PMML, Ensembles and KNIME are three hot topics, each one worthwhile to be used. However, when combined together these three pieces offer an even more powerful approach to data analytics than each one alone. We would like to take the opportunity in this post to tell you more about these three puzzle pieces and, more importantly, about how to put them together.
The puzzle pieces
PMML is THE standard format to represent data mining models. It was first released in July 1997 with version 4.2 having just been published relatively recently in February 2014. The Data Mining Group association is a consortium of companies, including Zementis, SAS, IBM, and of course KNIME, which oversees the definition of the standard format. PMML format is written in XML, which makes it easy to read and understand. One of the strongest advantages of PMML is the portability of predictive models across different analytics tools. With PMML you can generate your model in R, edit it in KNIME, and run it for predictions in the ADAPA cloud.
Ensembles borrow the idea of the “wisdom of the crowd”. If you ask just one expert, the chance of he or she alone failing is generally higher than asking everyone in your network and taking the most frequent – or average – answer. In the case of ensembles, the expert is an advanced learner and the friends in your network are the base learners. Ensembles combine multiple base learners into one powerful ensemble predictor.
KNIME is the last part of this puzzle, and since you are reading this blog, you are probably already familiar with it. If this is not the case, have a look at the KNIME Learning Hub, where you can find tutorials and other learning material to start with KNIME. Now let’s take the puzzle pieces and combine them together! First, we train a single decision tree and export it as a PMML model. Then we train an ensemble of decision trees and also export it as a PMML model. For both examples, we used the Breast Cancer Data Set, which is available online at the UCI Machine Learning repository. The smaller data set we used consists of 8 numerical attributes describing benign and malignant tumors. The goal is to predict the type of tumor on the basis of the input features of the data set.
Creating and evaluating simple and ensemble PMML models in KNIME
Using a Decision Tree Learner node, we build a simple decision tree model to perform the required classification. First, a File Reader node reads the data into KNIME, then a Partitioning node splits the data into training and test set, and finally, a decision tree is trained on the training set only. This is where PMML comes into the picture. The blue squared output port of the decision tree contain PMML documents. You can further edit or extend the PMML documents using XML extension nodes, for example.
To predict the tumor type using the previously learned decision tree, we use the general PMML Predictor node. After the classes have been predicted for each data row in the test set, the Scorer node measures the model performance. The decision tree produced results to a 95% accuracy level, which is a more than acceptable value.
Notice that the PMML Predictor node applies to all PMML models supported by KNIME, be they decision trees or Naïve Bayes or neural networks.

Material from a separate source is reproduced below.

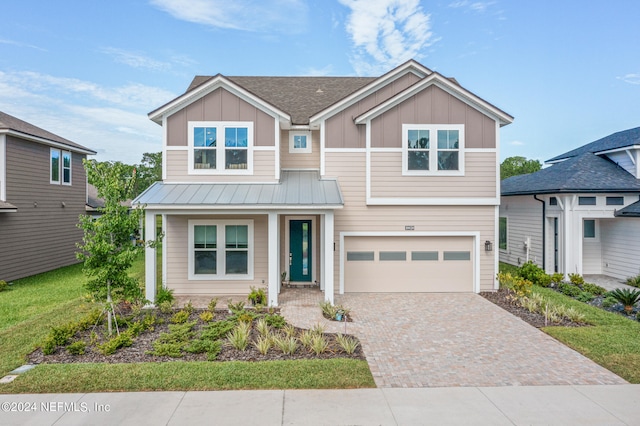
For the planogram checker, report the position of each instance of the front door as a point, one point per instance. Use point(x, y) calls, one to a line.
point(300, 250)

Also notice that the same functionality provided by the PMML Predictor node can be found in the JPMML extension nodes in the KNIME Labs section.
Usually, model accuracy can be improved by shifting from a simple decision tree to an ensemble of decision trees. All we need to do is slightly modify the workflow in Fig. decTreeWorkflow.png to train an ensemble of decision trees rather than a single decision tree.

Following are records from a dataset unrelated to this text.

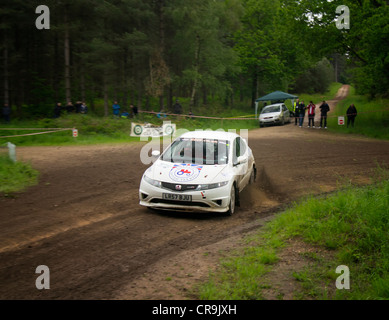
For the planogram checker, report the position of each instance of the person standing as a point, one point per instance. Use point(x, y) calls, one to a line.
point(302, 109)
point(57, 110)
point(351, 115)
point(324, 109)
point(83, 108)
point(6, 113)
point(311, 114)
point(296, 111)
point(116, 109)
point(70, 107)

In this example, we build the ensemble through “bagging”. Bagging is a learning technique that trains a number of base models on disjoint subsets of the training set. At the end the base models are combined into one ensemble model. The Chunk Loop Start node generates 20 training subsets and trains 20 decision tree on each one of them; the PMML Ensemble Loop End node collects and combines these 20 base models into one single ensemble model; the PMML Ensemble Predictor node applies all 20 models to each data row in the test set and selects the final class based on a majority vote; finally the Scorer node measures the ensemble performance. The Scorer node indicates a small increase in accuracy from 95% to 96.35%.
Notice that the simple PMML Predictor node cannot deal with ensemble models. Here you need to use the PMML Ensemble Predictor node to implement the majority vote.
However, as for most data mining algorithms, selection of the training subsets is crucial for the final result. In order to generate a more robust evaluation of the ensemble vs. the single decision tree, we ran both workflows multiple times on shuffled versions of the original data set. The box plot in the following figure shows the mean and standard deviation of the accuracy for the ensemble and for the single decision tree model, confirming the small gain in accuracy when using the ensemble model.
These two small example workflows show that all models produced by KNIME learner nodes, including ensemble models, follow PMML standards and that a special PMML Predictor node is available to apply the majority rule when running ensemble models.
More details about implementing PMML Ensembles models and the PMML Ensemble Predictor node are available in a paper published at the KDD 2013 PMML Workshop.
For more details about the nodes available in KNIME to create and modify any PMML model, the recorded video of a webinar aired on May 6 2014 about PMML and KNIME is now available on Youtube. The KNIME workflow used to create the models and plot can be found in the attachement section of this post.